Seeing no other real direction, and wanting to get rid of communication errors before chasing anything else, I brought out the scope. Watching the CAN data, back-probed at the EGR valve, I didn't see anything out of the ordinary. I attempted bi-directional control once more while monitoring the CAN data and I saw this waveform. I am no network communication expert but I didn't like how it looked, and I also didn't like how I had no control over the valve. So I unplugged the valve and immediately the signal went back to a "standard" CAN signal. Plugging the valve back in caused the signal to continue to degrade. I unplugged the valve once again after this and continued on.
I cleared all codes and the only one that re-occurred was U1303 - CAN message timeout. Feeling 90% confident I next-day aired a new EGR valve and gaskets in. Made the repair and scoped the signal again. It was exactly what I expected to see.
So a confirmed issue where a CANbus EGR valve was able to scramble the network enough to cause communication errors. Definitely a first for me. Those more adept at interpreting network waveforms may be able to confirm or deny how much difference that network signal has. I know I replaced the EGR valve, loaded salt spreaders with the machine for about an hour and had no fault re-occurrences. I now also had bi-directional control of the EGR valve, as well as proper computer controlled operation while running.

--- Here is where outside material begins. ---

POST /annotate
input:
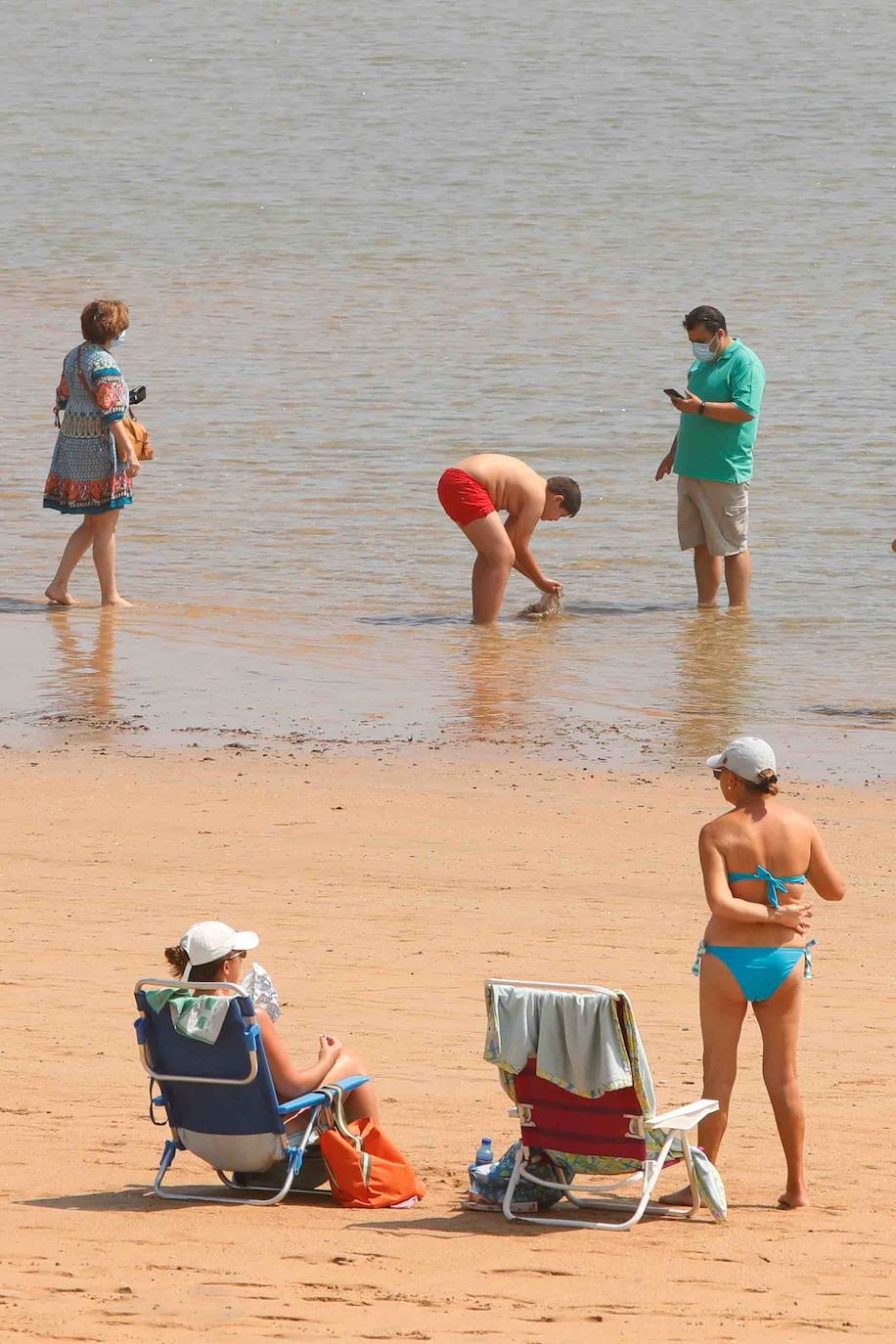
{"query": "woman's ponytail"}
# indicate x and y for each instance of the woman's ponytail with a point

Final verification was putting the machine into regeneration from the operator's seat, it went in and passed perfectly. Full repair verification complete.
Lesson here is that even when faced with a scary amount of codes there is no need to get nervous. In fact it is just more data pointing you to the right direction. The more strange the failure is, the easier it can be to track down. How many more variables are there to a simple low power complaint with no codes compared to a list of 13 codes all pointing in a general direction? By studying theory of operation and using logic we were able to knock out a lot of codes just by grouping them and tightening a loose belt. Then we were able to track down to one specific component based off a schematic. Using some network and tooling knowledge we were able to get to a relatively confident diagnosis and then confirm as best as we could given the lack of concrete SI.
I promise one day I will post a nice short 1 paragraph tech tip. Thanks to everyone who trudges through these write-ups and I hope they are at useful in some way, shape or form.